Sandor lifted the little bird from her saddle, trying not to think about the way his hands nearly completely encircled her perfect, tiny little waist. Even with her hair raggedly chopped off, covered in dirt from their travels and dressed in the clothes he had stolen from a dead stable worker - at least I didn't have to kill that one, he thought - Sansa Stark was beautiful enough to make it difficult to restrain himself. So he avoided her eyes - her piercing, Tully blue eyes - and told her to keep quiet. When she wandered off to piss he unrolled their bedding - first placing the rolls right next to each other, just so, then thinking better of it and pulling them a bit more than an arm's length apart.

Close enough to be close to the little bird; but not close enough for him to touch her.

When Sansa returned some minutes later he saw her bite her lip at the sight of the bedrolls, but he had ordered her not to speak and like a courteous little law-abiding bird she kept her mouth shut and lay down on one of them, curling up under her cloak, the hood still covering the shock of red hair that was left on her head.

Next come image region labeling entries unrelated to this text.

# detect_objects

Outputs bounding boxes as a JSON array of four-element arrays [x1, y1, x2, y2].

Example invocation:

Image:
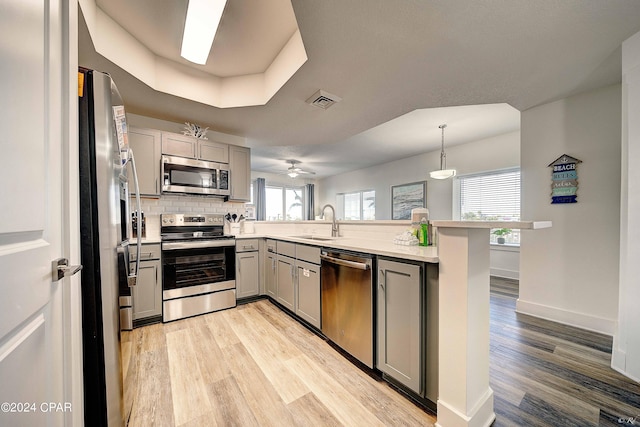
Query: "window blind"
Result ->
[[457, 168, 520, 221]]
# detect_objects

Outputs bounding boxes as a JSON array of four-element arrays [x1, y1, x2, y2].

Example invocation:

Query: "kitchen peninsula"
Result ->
[[138, 217, 551, 427], [239, 221, 551, 427]]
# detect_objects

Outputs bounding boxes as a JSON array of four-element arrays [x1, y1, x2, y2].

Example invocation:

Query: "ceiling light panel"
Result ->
[[180, 0, 227, 65]]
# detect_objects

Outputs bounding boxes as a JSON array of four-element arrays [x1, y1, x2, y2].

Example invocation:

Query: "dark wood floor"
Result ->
[[490, 277, 640, 427]]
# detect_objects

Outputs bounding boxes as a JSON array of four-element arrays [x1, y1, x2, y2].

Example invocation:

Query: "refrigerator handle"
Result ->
[[127, 148, 142, 287]]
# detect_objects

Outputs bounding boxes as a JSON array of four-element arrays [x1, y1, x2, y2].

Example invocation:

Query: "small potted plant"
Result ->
[[492, 228, 511, 245]]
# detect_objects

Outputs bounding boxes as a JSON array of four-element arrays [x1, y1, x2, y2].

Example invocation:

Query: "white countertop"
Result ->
[[430, 220, 551, 230], [236, 234, 438, 263]]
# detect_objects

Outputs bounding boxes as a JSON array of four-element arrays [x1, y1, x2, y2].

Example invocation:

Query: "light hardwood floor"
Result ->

Sandor felt himself make a noise that was something between a snort and a sigh. He pulled a wineskin from his pack and sat down on his own bedroll, taking a long pull of the sour red and trying to decide where exactly he would take this girl. A ship was the best bet, a ship to Braavos perhaps. Years ago he had met a Braavosi who talked of a house where a man could learn to change his face. The little bird would grow up - she would be taller, perhaps slimmer or perhaps heavier. Her face would change some, and they could color her hair, though he would hate doing that as much as he had hated cutting it off. But he was recognizable, too recognizable, and scars did not just go away with age. Especially not ones like his.

But if he could change his face...if he could learn to do that, they could go anywhere. Maybe even come back to Westeros, eventually.

He tried to tell himself that he wasn't really thinking about changing his face in hopes that Sansa Stark would finally look directly at him without flinching.